January 15th, 2010
Looking for something substantive to read over the three-day weekend? Check out Ari Melber’s new analysis of Organizing For America, the successor to the Obama campaign’s grassroots list, published over at tPrez and produced in association with Personal Democracy Forum. Ari’s done a terrific job of interviewing stakeholders involved in the evolution of the Obama organizing machine, including OFA members themselves and Congressional staff who’ve been targets of their activism.

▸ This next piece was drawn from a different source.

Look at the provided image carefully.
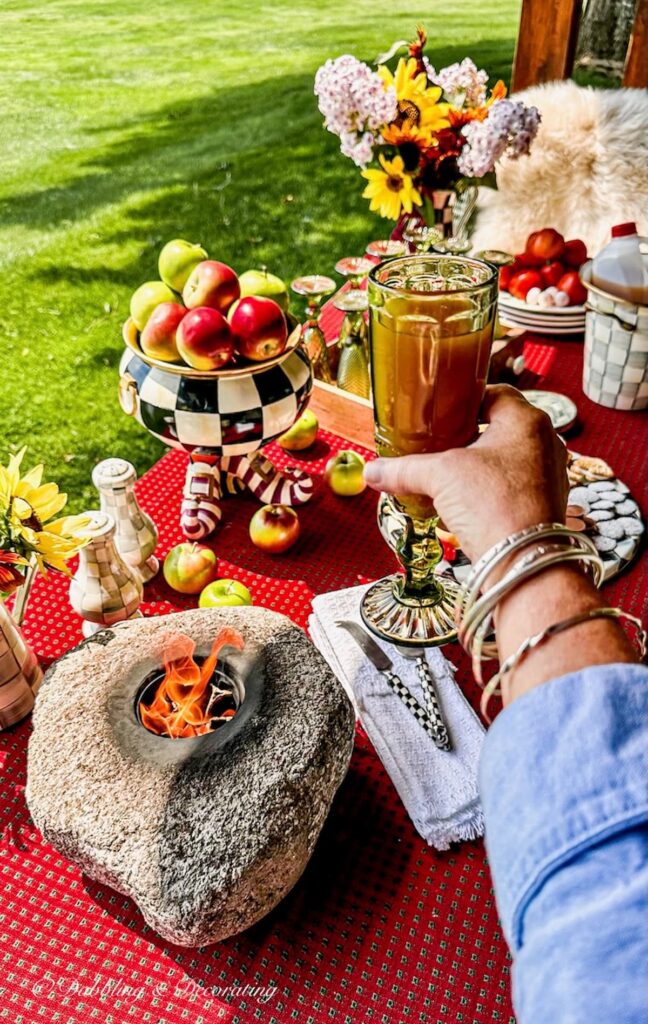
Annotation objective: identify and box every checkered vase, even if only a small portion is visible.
[120,348,312,457]
[582,280,648,411]
[0,600,43,729]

In particular, Ari highlights the distinct differences between this “permanent field campaign” and the traditional activities of political parties between elections. I’m only partway through digesting the report, but this section of the conclusion nails the long-run implications:
OFA has developed an experimental precedent for a new type of policy field campaign. Over the long-term, if it successfully mobilizes and sustains a large, permanent volunteer program, the model is likely to endure for its political benefits. If it successfully impacts legislative action in the future, the model will likely endure for its governing utility. And if OFA eventually manages to do both, the organization could raise the stakes of modern policymaking, establishing a new template for political parties’ efforts to organize mandates and enact their legislative agendas.
One other finding that jumps out, particularly as we near the end of the health care reform battle:
OFA’s strategy of waging a permanent field campaign to pressure Congress has not drawn complaints among congressional staff interviewed for the report of improper executive pressure on the legislative branch. If anything, Obama allies were more concerned that the President did not use his political operation to intercede more forcefully with Congress in 2009.

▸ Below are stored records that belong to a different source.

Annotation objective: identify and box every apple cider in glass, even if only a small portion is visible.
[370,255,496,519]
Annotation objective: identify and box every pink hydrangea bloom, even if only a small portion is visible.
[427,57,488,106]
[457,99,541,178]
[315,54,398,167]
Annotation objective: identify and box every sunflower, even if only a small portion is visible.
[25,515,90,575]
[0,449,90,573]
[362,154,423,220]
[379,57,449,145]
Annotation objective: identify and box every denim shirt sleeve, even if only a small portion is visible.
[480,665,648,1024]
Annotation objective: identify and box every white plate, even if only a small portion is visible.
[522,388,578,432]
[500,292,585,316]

On health care, the OFA list was the dog that didn’t bark in the night, much less sink its teeth into wavering congressmembers — who knows what might have happened if it had gotten into the fight earlier and more forcibly? But regardless of the outcome of this one issue, Ari’s absolutely right that long-term grassroots organizing is an potentially powerful development and something to watch. Obama’s not the first to build a sustained, independent audience online, but his organization is unique in that it has both the scale and the available expertise to have a real opportunity to change public policy in this country — if it’s used right.
Update: also check out Ari’s appearance on MSNBC to discuss the report.